La Ecología integral y la Teología de la Liberación
tienen algo en común: ambas parten de un grito.
La Ecología del grito de la Tierra,
de los seres vivos, de los ecosistemas agredidos por el tipo de crecimiento
material ilimitado que no respeta los recursos limitados de la Tierra.
Leonardo
Boff / Servicios Koinonia
La Teología de la Liberación nació al escuchar el grito
de los pobres económicos, de las clases explotadas, de las culturas humilladas,
de los negros discriminados, de las mujeres oprimidas por la cultura
patriarcal, de los LGBT y portadores de necesidades especiales. Todos gritan
por liberación. De esta escucha nacieron las distintas tendencias de la
Teología de la Liberación: la feminista, la indígena, la negra, la histórica
entre otras. En todas ellas el respectivo oprimido es siempre el sujeto y
protagonista principal de su correspondiente liberación.
Es importante recordar que ya en los años 80 del
siglo pasado quedó claro que la misma lógica que explota a los oprimidos y a
las clases empobrecidas, explota también la naturaleza y la Tierra. La marca
registrada de la Teología de la Liberación es la opción por los pobres, contra
la pobreza y en favor de su liberación.
Dentro de la categoría pobre debe ser incluido el
Gran Pobre que es la Tierra, pues al decir del papa Francisco en su encíclica
ecológica “nunca hemos maltratado y herido a la Madre Tierra como en los dos
últimos siglos” (nº 53). Por lo tanto, no fue por factores extrínsecos que la
Teología de la Liberación incorporó el discurso ecológico, sino que la deriva
de su propia lógica interna que da centralidad al pobre y al oprimido.
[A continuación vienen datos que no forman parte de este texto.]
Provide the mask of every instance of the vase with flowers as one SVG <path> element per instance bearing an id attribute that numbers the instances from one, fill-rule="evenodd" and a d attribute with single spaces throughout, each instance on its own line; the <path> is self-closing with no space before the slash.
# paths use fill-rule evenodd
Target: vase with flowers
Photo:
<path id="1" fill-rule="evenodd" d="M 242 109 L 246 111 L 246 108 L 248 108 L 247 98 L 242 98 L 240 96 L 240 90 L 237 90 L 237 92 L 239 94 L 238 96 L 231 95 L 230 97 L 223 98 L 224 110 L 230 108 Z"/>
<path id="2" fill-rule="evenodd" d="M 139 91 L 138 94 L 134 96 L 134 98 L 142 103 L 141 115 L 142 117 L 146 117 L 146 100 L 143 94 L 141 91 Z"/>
También quedó muy claro que el modo de producción
capitalista es el causante del grito de la Tierra y del grito del pobre. Si
queremos la liberación de ambos, necesitamos superar históricamente este
sistema. Aquí se trata de contraponer otro modo de habitar la Casa Común, que
sea amigable con la Tierra y liberador.
El paradigma del mundo moderno, el poder como
dominación sobre todo y sobre todos, alcanzó su máxima expresión en la cultura
del capital, generador de desigualdades: una injusticia social y otra
ecológica. Es individualista, competitivo y excluyente.
Debemos, entonces, contraponerle otro paradigma.
Este será el cuidado. Más que una virtud, el cuidado comparece como un nuevo
paradigma de relación con la naturaleza y con la Tierra: no agresivo, amigo de
la vida y respetuoso con los demás seres. Si el paradigma dominante es de puño
cerrado para someter, el del cuidado es de la mano extendida para entrelazarse
con otras manos y proteger la naturaleza y la Tierra.
Según el antiguo mito del cuidado que adquirió su
mejor elaboración filosófica con Martin Heidegger en Ser y Tiempo
(&41-43), el cuidado pertenece a la esencia del ser humano. Según el mito,
el cuidado viene primero, pues significa el presupuesto que debe existir para
que cualquier ser pueda irrumpir en la existencia. Sin cuidado ningún ser
emerge ni se mantiene en la existencia. Languidece y muere.
Hoy más que nunca necesitamos cultivar el paradigma
del cuidado, puesto que todo en cierta forma está des-cuidado. El cuidado
da origen a una cultura de la solidaridad contra la competición, del compartir
contra el individualismo, de la autolimitación contra los excesos del poder,
del consumo sobrio contra el consumismo.
Solamente la incorporación del cuidado, como
paradigma y como cultura, nos puede, según la encíclica papal Sobre el
cuidado de la Casa Común, “alimentar una pasión por el cuidado del mundo…
una mística que nos anima, nos alienta y da sentido a la acción personal y
comunitaria” (nº 216).
Para realizar esta diligencia la Eco-teología de la
Liberación ha tenido que dialogar y aprender con los nuevos saberes de las ciencias
de la Tierra y de la vida. Especialmente está llamada a contribuir con los
valores del respeto, de la veneración y del cuidado, propios de la fe, valores
fundamentales para una ecología integral. Finalmente, una Eco-teología de la
Liberación testimonia, contra todas las amenazas, la esperanza de que “Dios, el
soberano amante de la vida” (Sab 11,26) no permitirá que nuestra humanidad, un
día asumida por el Verbo de la vida, vaya a desaparecer de la faz de la Tierra.